North Korea warned this week that it might test a hydrogen bomb in the Pacific Ocean, after saying the country had already successfully detonated one.
A hydrogen bomb has never been used in battle by any country, but experts say it has the power to wipe out entire cities and kill significantly more people than the already powerful atomic bomb, which the U.S. dropped in Japan during World War II, killing tens of thousands of people.
As global tensions continue to rise over North Korea’s nuclear weapons program, here’s what to know about atomic and hydrogen bombs:
Why is a hydrogen bomb stronger than an atomic bomb?
More than 200,000 people died in Japan after the U.S. dropped the world’s first atomic bomb on Hiroshima and then another one three days later in Nagasaki during World War II in 1945, according to the Associated Press. The bombings in the two cities were so devastating, they forced Japan to surrender.
But a hydrogen bomb has the potential to be 1,000 times more powerful than an atomic bomb, according to several nuclear experts. The U.S. witnessed the magnitude of a hydrogen bomb when it tested one within the country in 1954, the New York Times reported.
Hydrogen bombs cause a bigger explosion, which means the shock waves, blast, heat and radiation all have larger reach than an atomic bomb, according to Edward Morse, a professor of nuclear engineering at University of California, Berkeley.
Although no other country has used such a weapon of mass destruction since World War II, experts say it would be even more catastrophic if a hydrogen bomb were to be dropped instead of an atomic one.
“With the [atomic] bomb we dropped in Nagasaki, it killed everybody within a mile radius,” Morse told TIME on Friday, adding that a hydrogen bomb’s reach would be closer to 5 or 10 miles. “In other words, you kill more people,” he said.
Hall, director of the University of Tennessee’s Institute for Nuclear Security, called the hydrogen bomb a “city killer” that would probably annihilate between 100 and 1,000 times more people than an atomic bomb.
“It will basically wipe out any of modern cities,” Hall said. “A regular atomic bomb would still be devastating, but it would not do nearly as much damage as an H-bomb.”
What’s the difference between hydrogen bombs and atomic bombs?
Simply speaking, experts say a hydrogen bomb is the more advanced version of an atomic bomb. “You have to master the A-bomb first,” Hall said.
An atomic bomb uses either uranium or plutonium and relies on fission, a nuclear reaction in which a nucleus or an atom breaks apart into two pieces. To make a hydrogen bomb, one would still need uranium or plutonium as well as two other isotopes of hydrogen, called deuterium and tritium. The hydrogen bomb relies on fusion, the process of taking two separate atoms and putting them together to form a third atom.

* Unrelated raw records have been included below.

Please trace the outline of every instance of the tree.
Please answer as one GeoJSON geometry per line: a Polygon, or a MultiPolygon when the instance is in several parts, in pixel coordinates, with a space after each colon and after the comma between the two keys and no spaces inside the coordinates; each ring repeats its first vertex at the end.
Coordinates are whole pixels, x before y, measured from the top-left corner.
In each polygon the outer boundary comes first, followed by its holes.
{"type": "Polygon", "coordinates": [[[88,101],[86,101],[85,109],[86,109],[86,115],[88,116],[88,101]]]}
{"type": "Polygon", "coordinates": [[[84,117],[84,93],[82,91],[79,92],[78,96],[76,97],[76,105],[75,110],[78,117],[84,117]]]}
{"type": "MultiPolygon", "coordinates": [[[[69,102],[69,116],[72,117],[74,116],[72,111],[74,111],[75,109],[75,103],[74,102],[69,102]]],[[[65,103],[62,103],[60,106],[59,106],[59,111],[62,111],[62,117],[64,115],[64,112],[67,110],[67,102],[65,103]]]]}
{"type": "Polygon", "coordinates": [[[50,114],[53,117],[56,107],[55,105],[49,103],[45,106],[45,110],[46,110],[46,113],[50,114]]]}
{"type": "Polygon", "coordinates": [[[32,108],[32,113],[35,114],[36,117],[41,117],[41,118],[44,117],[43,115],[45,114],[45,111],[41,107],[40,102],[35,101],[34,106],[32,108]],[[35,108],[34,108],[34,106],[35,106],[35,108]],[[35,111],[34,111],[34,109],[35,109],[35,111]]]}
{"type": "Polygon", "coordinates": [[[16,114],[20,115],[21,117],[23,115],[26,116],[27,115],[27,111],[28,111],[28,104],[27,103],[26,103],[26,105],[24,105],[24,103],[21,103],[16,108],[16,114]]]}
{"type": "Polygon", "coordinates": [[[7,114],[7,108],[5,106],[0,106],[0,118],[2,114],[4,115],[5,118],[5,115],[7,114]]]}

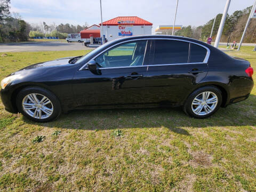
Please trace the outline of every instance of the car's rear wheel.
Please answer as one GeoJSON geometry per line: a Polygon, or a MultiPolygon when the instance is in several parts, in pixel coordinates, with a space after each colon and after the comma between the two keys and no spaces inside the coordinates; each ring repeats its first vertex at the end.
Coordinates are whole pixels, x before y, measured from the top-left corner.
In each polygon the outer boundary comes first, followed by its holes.
{"type": "Polygon", "coordinates": [[[207,86],[191,93],[186,101],[183,110],[190,116],[203,118],[213,114],[222,102],[221,92],[217,87],[207,86]]]}
{"type": "Polygon", "coordinates": [[[60,102],[56,96],[40,87],[28,87],[20,91],[17,105],[24,116],[38,122],[53,120],[61,113],[60,102]]]}

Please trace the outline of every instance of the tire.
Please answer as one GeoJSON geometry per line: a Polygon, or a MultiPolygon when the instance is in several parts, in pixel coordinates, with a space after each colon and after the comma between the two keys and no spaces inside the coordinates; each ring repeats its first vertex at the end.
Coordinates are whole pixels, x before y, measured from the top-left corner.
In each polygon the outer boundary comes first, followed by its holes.
{"type": "Polygon", "coordinates": [[[60,103],[56,96],[51,91],[38,86],[21,90],[18,94],[16,104],[19,112],[37,122],[55,119],[61,112],[60,103]]]}
{"type": "Polygon", "coordinates": [[[216,112],[221,102],[221,91],[219,89],[213,86],[204,86],[193,91],[188,96],[183,109],[192,117],[204,118],[216,112]],[[203,99],[204,96],[205,100],[203,99]]]}

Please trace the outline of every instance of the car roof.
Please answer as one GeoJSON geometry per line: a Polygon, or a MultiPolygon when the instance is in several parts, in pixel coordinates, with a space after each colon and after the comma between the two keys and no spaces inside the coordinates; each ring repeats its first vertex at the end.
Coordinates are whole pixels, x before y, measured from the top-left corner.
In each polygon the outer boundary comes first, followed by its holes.
{"type": "Polygon", "coordinates": [[[174,35],[136,35],[130,37],[121,37],[115,39],[115,40],[111,41],[111,42],[113,43],[116,43],[117,42],[120,42],[122,41],[125,41],[127,40],[133,40],[133,39],[149,39],[149,38],[170,38],[170,39],[180,39],[183,41],[187,41],[189,42],[195,42],[196,43],[199,43],[202,44],[202,45],[205,46],[208,48],[212,48],[213,47],[212,46],[207,44],[206,43],[204,43],[201,41],[189,37],[185,37],[182,36],[174,36],[174,35]]]}

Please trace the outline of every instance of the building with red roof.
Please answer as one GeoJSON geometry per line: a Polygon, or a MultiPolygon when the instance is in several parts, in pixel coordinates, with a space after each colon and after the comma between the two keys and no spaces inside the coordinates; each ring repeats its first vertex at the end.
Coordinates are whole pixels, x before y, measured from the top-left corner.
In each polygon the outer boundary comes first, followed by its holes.
{"type": "Polygon", "coordinates": [[[108,41],[124,36],[151,35],[153,25],[138,17],[117,17],[102,23],[103,35],[108,41]]]}

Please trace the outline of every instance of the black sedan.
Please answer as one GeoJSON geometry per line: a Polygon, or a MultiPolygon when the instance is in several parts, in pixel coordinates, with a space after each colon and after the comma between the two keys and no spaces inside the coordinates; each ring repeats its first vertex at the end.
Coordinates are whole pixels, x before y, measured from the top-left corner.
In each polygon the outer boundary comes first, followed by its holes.
{"type": "Polygon", "coordinates": [[[26,67],[2,80],[1,95],[8,111],[41,122],[75,109],[179,106],[202,118],[247,99],[253,73],[197,40],[138,36],[26,67]]]}

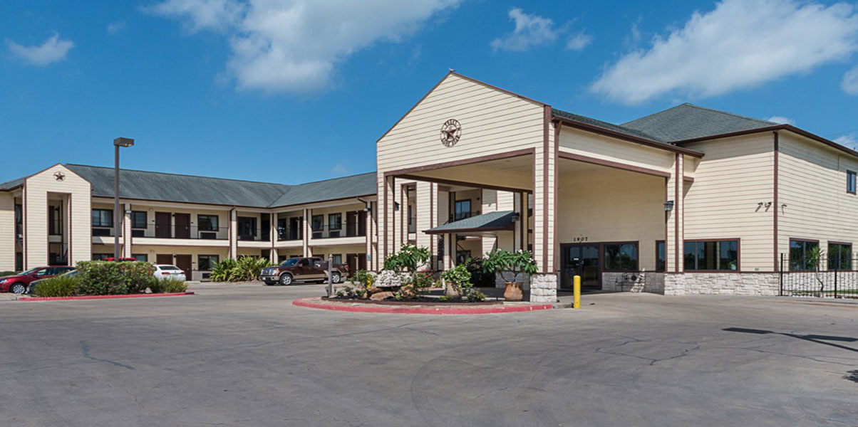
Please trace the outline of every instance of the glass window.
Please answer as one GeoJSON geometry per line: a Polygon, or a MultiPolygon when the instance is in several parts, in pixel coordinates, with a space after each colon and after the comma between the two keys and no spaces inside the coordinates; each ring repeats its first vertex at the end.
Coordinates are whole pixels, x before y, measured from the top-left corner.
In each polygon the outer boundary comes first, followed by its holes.
{"type": "Polygon", "coordinates": [[[314,232],[321,232],[324,228],[324,215],[313,215],[312,227],[314,232]]]}
{"type": "Polygon", "coordinates": [[[146,211],[131,212],[131,228],[146,228],[146,211]]]}
{"type": "Polygon", "coordinates": [[[789,239],[789,270],[815,270],[819,263],[819,243],[789,239]]]}
{"type": "Polygon", "coordinates": [[[196,215],[196,223],[201,232],[217,232],[217,215],[196,215]]]}
{"type": "Polygon", "coordinates": [[[202,271],[210,270],[219,260],[220,257],[216,255],[201,255],[196,257],[196,267],[202,271]]]}
{"type": "Polygon", "coordinates": [[[828,244],[828,269],[852,269],[852,245],[849,244],[828,244]]]}
{"type": "Polygon", "coordinates": [[[739,241],[686,241],[686,271],[739,270],[739,241]]]}
{"type": "Polygon", "coordinates": [[[471,200],[456,201],[456,220],[471,217],[471,200]]]}
{"type": "Polygon", "coordinates": [[[637,271],[637,244],[605,244],[605,270],[637,271]]]}
{"type": "Polygon", "coordinates": [[[342,214],[329,214],[328,228],[329,230],[339,230],[342,228],[342,214]]]}
{"type": "Polygon", "coordinates": [[[93,226],[113,226],[113,209],[93,209],[93,226]]]}
{"type": "Polygon", "coordinates": [[[656,271],[664,271],[664,240],[656,242],[656,271]]]}

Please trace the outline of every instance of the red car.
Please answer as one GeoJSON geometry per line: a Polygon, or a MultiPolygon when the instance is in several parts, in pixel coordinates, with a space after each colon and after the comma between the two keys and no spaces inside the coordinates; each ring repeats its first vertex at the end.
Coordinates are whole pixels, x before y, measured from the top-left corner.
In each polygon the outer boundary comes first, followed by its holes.
{"type": "Polygon", "coordinates": [[[37,267],[13,276],[0,277],[0,292],[24,293],[27,286],[33,280],[58,276],[74,269],[69,266],[37,267]]]}

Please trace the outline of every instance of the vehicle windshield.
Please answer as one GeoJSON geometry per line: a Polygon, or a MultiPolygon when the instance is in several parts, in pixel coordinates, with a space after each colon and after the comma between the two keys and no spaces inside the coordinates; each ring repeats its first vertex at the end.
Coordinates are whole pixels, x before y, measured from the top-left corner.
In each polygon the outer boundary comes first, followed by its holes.
{"type": "Polygon", "coordinates": [[[283,262],[281,262],[280,265],[281,265],[283,267],[292,267],[292,266],[297,264],[298,263],[298,260],[299,260],[299,259],[300,258],[289,258],[289,259],[284,261],[283,262]]]}

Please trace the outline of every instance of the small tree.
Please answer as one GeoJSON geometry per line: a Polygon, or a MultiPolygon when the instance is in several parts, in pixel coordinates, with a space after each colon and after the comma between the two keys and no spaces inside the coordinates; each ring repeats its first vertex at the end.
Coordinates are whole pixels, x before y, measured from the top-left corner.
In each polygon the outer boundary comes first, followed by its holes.
{"type": "Polygon", "coordinates": [[[391,254],[384,260],[384,269],[400,271],[405,269],[412,274],[417,268],[426,263],[432,257],[427,248],[418,248],[414,244],[403,244],[399,252],[391,254]]]}
{"type": "Polygon", "coordinates": [[[524,272],[528,274],[536,273],[536,262],[528,250],[517,250],[515,252],[502,249],[496,249],[483,258],[483,271],[488,274],[499,274],[507,282],[515,281],[516,274],[524,272]],[[511,274],[510,279],[504,276],[505,274],[511,274]]]}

“The way the hydrogen bomb works — it’s really a combination of fission and fusion together,” said Eric Norman, who also teaches nuclear engineering at UC Berkeley.

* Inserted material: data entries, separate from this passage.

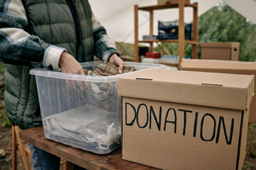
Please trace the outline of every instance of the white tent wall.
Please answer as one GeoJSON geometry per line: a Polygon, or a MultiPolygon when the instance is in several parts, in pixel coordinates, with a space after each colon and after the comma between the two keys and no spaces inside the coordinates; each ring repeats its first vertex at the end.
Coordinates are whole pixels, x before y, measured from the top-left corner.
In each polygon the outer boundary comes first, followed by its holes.
{"type": "MultiPolygon", "coordinates": [[[[256,0],[224,0],[241,15],[256,23],[256,0]]],[[[220,0],[191,0],[198,3],[198,16],[216,5],[220,0]]],[[[92,11],[108,35],[116,42],[134,43],[134,6],[156,5],[157,0],[90,0],[92,11]]],[[[158,34],[158,21],[169,21],[178,18],[178,9],[170,8],[154,11],[154,35],[158,34]]],[[[186,7],[184,21],[193,20],[193,9],[186,7]]],[[[149,34],[149,13],[139,11],[139,39],[149,34]]]]}

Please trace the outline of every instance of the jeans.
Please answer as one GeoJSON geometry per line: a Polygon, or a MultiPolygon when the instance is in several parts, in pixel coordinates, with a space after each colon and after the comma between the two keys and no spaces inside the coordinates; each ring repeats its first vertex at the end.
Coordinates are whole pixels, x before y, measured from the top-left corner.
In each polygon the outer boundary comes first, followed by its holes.
{"type": "Polygon", "coordinates": [[[31,152],[33,170],[58,170],[60,157],[28,144],[31,152]]]}
{"type": "MultiPolygon", "coordinates": [[[[60,157],[42,150],[33,144],[28,144],[31,152],[33,170],[59,170],[60,157]]],[[[85,170],[78,165],[74,165],[75,170],[85,170]]]]}

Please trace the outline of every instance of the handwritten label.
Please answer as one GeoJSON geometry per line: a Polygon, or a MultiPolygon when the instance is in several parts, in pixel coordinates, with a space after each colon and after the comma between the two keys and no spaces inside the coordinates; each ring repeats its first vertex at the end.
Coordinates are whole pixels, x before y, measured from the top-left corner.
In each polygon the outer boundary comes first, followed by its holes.
{"type": "Polygon", "coordinates": [[[201,140],[206,142],[215,141],[215,142],[218,144],[219,143],[220,135],[223,135],[224,134],[225,143],[227,144],[232,144],[235,125],[234,118],[225,120],[223,116],[215,117],[213,114],[206,113],[203,113],[203,116],[199,119],[198,113],[194,110],[169,108],[164,113],[161,106],[154,108],[152,106],[140,103],[137,107],[135,107],[128,102],[125,103],[124,110],[125,125],[127,126],[137,126],[141,129],[149,128],[151,130],[153,127],[152,125],[155,124],[159,131],[166,131],[167,128],[172,128],[174,133],[177,133],[177,115],[182,114],[183,118],[182,135],[183,136],[188,135],[186,134],[187,115],[193,114],[195,116],[193,120],[193,137],[196,137],[197,134],[199,132],[201,140]],[[129,112],[127,111],[128,110],[129,112]],[[142,116],[144,117],[144,120],[139,118],[142,118],[142,116]],[[129,118],[129,120],[128,117],[129,118]],[[210,129],[211,129],[211,130],[209,130],[209,127],[207,127],[209,125],[205,123],[206,120],[211,122],[210,125],[210,129]],[[228,127],[226,126],[228,121],[230,123],[228,127]],[[172,125],[171,126],[171,125],[172,125]],[[200,128],[200,129],[198,129],[198,128],[200,128]],[[208,130],[207,137],[206,137],[205,133],[203,133],[203,130],[206,130],[206,128],[208,130]],[[228,129],[228,130],[227,130],[228,129]],[[221,133],[220,132],[223,132],[221,133]]]}

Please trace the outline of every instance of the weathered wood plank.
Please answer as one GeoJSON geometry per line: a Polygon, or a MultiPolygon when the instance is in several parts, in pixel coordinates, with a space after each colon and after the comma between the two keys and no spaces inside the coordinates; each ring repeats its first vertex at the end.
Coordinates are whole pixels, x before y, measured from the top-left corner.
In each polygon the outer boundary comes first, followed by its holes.
{"type": "Polygon", "coordinates": [[[122,149],[107,154],[97,154],[45,137],[42,126],[25,130],[19,137],[43,150],[87,169],[157,169],[122,159],[122,149]]]}

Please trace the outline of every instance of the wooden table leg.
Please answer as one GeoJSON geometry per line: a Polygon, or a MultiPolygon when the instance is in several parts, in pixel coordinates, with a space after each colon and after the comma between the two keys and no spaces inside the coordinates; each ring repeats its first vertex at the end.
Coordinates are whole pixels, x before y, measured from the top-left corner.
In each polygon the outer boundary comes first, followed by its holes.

In both cases, a significant amount of energy is released, which drives the explosion, experts say. However, more energy is released during the fusion process, which causes a bigger blast. “The extra yield is going to give you more bang,” Morse said.
Morse said the atomic bombs dropped on Japan were each equivalent to just about 10,000 kilotons of TNT. “Those were the little guys,” Morse said. “Those were small bombs, and they were bad enough.” Hydrogen bombs, he said, would result in a yield of about 100,000 kilotons of TNT, up to several million kilotons of TNT, which would mean more deaths.
Hydrogen bombs are also harder to produce but lighter in weight, meaning they could travel farther on top of a missile, according to experts.
What are the similarities between hydrogen bombs and atomic bombs?
Both bombs are extremely lethal and have the power to kill people within seconds, as well as hours later due to radiation. Blasts from both bombs would also instantly burn wood structures to the ground, topple big buildings and render roads unusable.
LIFE magazine described such devastation in an article published on March 11, 1946, on the aftermath of the atomic bombs dropped on Japan. The piece read: “In the following waves [after the initial blast] people’s bodies were terribly squeezed, then their internal organs ruptured. Then the blast blew the broken bodies at 500 to 1,000 miles per hour through the flaming, rubble-filled air. Practically everybody within a radius of 6,500 feet was killed or seriously injured and all buildings crushed or disemboweled.”